If we had a more global message, it was to try to dramatize what a precarious position we are in. An accident or a misinterpretation of an event, or another actual attack on the homeland, could bring us to our knees in a way. With leadership that is either inexperienced or misguided, that becomes even a greater possibility. Those were the kind of messages that we were sending out into the world — or at least were trying to. And in this particular season, the worst case didn't happen, which might also be unexpected in a Homeland way. But President Hayes [Sam Trammell] actually does the right thing at the end. It just takes him a long time to get there. There is a little bit of hope in that, too. It all comes down to the dedicated professionals like Carrie and Saul to prevent something like that happening. Clearly, that's what Carrie has been working toward the entire season.

It's funny that you cast Claire’s husband, Hugh Dancy, as the ultimate S.O.B. of the season — the character pushing the president toward war.

That haircut and that beard that doesn't meet his sideburns! [Laughs.] He is just such a despicable character in the best way. There is one shot in the finale when Saul is telling him about the black box, and the fact that nobody shot down the Black Hawk, and we stayed on Hugh's face for like a minute. The emotions that were playing across his face were so repulsive and so riveting to watch. 

Speaking of casting, I love that you got Kamasi Washington in there at the end to call back to the show's relationship with jazz.

I was introduced to Kamasi Washington at the Whitney Biennial in New York City about three or four years ago and became a huge fan. In the course of breaking the story I'm thinking, "OK, we're in Moscow.

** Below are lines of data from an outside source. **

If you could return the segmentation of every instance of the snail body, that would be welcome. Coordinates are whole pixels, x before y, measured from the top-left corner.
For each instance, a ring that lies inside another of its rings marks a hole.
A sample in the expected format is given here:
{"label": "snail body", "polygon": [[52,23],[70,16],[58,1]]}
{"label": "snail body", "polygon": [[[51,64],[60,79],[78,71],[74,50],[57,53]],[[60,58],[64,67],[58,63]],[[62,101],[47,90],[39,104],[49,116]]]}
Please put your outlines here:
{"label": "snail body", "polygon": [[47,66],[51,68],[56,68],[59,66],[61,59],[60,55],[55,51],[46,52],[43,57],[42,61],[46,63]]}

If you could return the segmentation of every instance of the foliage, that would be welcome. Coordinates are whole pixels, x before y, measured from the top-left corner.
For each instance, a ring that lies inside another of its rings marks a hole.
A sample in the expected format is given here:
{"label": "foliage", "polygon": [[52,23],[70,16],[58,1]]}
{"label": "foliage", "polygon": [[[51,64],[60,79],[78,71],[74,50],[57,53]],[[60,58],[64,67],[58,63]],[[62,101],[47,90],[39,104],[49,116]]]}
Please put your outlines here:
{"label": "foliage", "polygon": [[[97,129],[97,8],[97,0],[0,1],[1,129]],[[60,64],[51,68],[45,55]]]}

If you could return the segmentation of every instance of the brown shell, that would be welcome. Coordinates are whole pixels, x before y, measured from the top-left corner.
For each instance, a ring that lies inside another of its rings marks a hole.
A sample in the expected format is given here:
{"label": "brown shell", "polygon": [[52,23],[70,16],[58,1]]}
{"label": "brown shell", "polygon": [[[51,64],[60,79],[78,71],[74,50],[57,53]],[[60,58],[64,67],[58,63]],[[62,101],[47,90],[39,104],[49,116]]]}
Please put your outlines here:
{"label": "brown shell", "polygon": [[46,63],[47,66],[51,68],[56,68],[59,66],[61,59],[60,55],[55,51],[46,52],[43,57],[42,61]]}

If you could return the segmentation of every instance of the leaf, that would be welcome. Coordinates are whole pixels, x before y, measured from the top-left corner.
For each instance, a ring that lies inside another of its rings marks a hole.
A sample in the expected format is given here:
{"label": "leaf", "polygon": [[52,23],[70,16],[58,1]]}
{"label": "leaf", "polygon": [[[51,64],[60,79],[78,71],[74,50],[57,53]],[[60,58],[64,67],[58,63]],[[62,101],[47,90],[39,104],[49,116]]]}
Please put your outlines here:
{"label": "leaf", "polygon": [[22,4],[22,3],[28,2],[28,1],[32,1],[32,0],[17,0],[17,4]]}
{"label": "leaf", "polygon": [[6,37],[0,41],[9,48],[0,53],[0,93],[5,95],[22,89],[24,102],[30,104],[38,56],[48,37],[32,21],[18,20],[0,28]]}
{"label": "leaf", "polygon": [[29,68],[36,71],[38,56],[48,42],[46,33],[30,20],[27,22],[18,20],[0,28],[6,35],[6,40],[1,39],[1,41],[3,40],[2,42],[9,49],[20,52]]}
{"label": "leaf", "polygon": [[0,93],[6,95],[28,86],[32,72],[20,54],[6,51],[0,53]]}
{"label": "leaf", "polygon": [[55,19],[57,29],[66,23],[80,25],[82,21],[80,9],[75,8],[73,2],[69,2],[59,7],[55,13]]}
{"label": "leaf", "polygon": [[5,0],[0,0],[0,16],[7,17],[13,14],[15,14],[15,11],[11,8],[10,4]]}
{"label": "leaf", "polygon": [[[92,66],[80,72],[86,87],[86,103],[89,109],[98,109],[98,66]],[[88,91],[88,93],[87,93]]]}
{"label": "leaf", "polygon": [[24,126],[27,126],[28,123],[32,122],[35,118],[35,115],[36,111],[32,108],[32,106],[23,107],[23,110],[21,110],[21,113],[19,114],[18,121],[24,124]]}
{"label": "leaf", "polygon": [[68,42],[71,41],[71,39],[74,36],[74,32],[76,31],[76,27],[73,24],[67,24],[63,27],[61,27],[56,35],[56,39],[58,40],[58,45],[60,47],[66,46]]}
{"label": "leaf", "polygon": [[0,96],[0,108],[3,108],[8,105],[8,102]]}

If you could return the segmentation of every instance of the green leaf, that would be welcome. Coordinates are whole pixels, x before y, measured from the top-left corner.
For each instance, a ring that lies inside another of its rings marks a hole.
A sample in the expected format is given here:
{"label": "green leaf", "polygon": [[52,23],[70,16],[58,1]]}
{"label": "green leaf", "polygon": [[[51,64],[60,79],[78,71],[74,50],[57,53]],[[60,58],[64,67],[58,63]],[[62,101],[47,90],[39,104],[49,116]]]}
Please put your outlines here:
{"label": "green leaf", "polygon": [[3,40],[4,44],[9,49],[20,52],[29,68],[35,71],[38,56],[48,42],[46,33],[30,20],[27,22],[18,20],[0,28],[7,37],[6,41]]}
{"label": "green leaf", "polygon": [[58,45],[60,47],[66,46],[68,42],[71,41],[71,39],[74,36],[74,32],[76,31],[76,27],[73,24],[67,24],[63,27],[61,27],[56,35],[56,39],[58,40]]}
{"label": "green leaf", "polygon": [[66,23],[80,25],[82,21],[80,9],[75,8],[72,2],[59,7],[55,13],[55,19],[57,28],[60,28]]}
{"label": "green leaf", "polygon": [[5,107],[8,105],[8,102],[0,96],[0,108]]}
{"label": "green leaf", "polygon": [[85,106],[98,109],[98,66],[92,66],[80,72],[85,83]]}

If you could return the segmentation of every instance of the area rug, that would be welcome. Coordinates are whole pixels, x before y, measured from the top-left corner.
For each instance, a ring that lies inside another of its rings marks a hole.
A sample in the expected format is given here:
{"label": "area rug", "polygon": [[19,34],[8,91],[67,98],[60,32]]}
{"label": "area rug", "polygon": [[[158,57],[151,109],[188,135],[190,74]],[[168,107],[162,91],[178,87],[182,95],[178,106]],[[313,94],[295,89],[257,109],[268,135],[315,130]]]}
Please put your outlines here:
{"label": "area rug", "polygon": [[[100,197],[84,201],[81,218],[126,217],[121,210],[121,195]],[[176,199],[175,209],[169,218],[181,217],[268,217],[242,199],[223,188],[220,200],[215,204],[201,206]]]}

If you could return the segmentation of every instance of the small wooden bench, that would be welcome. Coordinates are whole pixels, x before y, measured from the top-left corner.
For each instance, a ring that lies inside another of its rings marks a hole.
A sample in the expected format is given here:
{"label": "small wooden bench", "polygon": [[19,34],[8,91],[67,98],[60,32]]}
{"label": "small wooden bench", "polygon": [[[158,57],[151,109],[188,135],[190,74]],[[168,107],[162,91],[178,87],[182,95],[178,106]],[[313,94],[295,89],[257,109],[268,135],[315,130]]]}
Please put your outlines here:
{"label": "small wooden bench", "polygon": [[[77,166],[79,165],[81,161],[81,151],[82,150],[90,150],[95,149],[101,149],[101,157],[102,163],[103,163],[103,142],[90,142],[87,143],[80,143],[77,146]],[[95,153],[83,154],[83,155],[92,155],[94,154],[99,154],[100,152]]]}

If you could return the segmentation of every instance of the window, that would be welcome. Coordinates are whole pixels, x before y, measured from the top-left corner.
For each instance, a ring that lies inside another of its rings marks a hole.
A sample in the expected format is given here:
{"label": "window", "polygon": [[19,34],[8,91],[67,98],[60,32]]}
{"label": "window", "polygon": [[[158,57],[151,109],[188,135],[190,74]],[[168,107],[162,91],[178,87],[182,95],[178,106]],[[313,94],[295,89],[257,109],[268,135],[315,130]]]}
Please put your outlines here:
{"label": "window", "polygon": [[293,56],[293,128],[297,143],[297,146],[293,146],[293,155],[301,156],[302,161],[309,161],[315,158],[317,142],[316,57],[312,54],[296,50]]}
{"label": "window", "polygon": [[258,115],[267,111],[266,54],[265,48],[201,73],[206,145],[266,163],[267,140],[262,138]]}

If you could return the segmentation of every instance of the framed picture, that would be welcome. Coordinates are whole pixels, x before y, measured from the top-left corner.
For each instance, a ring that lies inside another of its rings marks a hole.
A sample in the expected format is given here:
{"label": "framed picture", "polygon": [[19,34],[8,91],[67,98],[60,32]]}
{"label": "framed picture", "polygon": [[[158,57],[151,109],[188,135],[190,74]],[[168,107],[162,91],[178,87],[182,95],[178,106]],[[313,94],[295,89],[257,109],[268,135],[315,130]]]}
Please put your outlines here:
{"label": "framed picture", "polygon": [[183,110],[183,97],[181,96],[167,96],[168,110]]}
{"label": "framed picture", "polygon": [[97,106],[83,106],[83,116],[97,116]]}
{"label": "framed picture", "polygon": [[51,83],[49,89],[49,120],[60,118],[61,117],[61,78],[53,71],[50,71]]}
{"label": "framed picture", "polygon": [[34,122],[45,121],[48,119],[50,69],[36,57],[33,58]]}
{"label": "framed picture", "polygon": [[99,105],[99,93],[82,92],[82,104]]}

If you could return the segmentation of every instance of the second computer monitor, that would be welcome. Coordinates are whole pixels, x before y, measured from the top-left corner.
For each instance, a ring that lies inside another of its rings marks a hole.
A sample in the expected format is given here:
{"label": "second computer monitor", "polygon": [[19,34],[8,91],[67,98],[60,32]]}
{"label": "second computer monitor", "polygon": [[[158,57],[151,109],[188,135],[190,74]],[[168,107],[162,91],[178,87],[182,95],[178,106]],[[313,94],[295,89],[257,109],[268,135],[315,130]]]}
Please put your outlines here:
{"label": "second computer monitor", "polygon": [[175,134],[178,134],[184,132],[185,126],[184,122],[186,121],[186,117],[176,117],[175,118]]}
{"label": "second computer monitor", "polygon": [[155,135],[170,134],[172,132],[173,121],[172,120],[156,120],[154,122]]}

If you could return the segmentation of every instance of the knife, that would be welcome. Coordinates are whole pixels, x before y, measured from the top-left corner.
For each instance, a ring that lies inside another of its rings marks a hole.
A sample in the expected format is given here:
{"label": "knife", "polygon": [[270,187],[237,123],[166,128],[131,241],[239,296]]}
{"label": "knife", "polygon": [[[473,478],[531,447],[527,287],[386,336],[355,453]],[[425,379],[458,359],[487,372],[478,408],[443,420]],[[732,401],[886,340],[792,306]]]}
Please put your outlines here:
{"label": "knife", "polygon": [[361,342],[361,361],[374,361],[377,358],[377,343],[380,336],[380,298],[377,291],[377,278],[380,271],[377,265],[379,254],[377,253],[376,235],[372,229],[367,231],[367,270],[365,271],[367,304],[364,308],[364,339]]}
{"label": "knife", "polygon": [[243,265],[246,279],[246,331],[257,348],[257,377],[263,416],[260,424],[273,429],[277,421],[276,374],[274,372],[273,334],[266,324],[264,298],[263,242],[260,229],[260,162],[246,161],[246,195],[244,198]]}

What gift might Yevgeni want to give to Carrie for finishing her book?" I'm thinking a jazz concert, but there's only one person we wanted to do it. It was just such a stroke of luck that he was in town at the right time and willing to do it and willing to perform live for our cameras. That was the most fun night of shooting the entire last season — being at the Los Angeles Theater and watching Kamasi Washington play two or three tunes live over and over again.

Do you plan to read reactions to the episode on Monday morning, or do you plan to retreat for a while?

The sad thing is that all of us in Los Angeles were going to get together and watch together. Now that's going to be a solitary experience for all of us. I will definitely be watching. And I know I'm not going to be able to resist checking out what people say on Monday. Fingers crossed that people are satisfied with the resolution. I don't know. It's the end, and I'm going to break my iron-clad rule about going on social media and seeing what people are saying. I'm really curious to see how people are going to respond.

What's next for you — development calls over Zoom?

If I get a paragraph done in a day, it's a good day. [Laughs.] Howard and I started a company. We made a deal at Sony, and we are in the process of developing a bunch of shows — none of which we are writing yet, but we're supervising. We're trying to figure out what our next project is. We've got a couple of contenders and we're just trying to figure out what the next show looks like. Obviously, it's so influenced by what we're all living through right now. What feels relevant? What is the next narrative to tell? Can you ignore or avoid what's happening to us right now? Especially on the heels of Homeland, where we had the privilege to comment contemporaneously on what's happening in the world. That's a tough act to follow. 

This interview has been edited for length and clarity.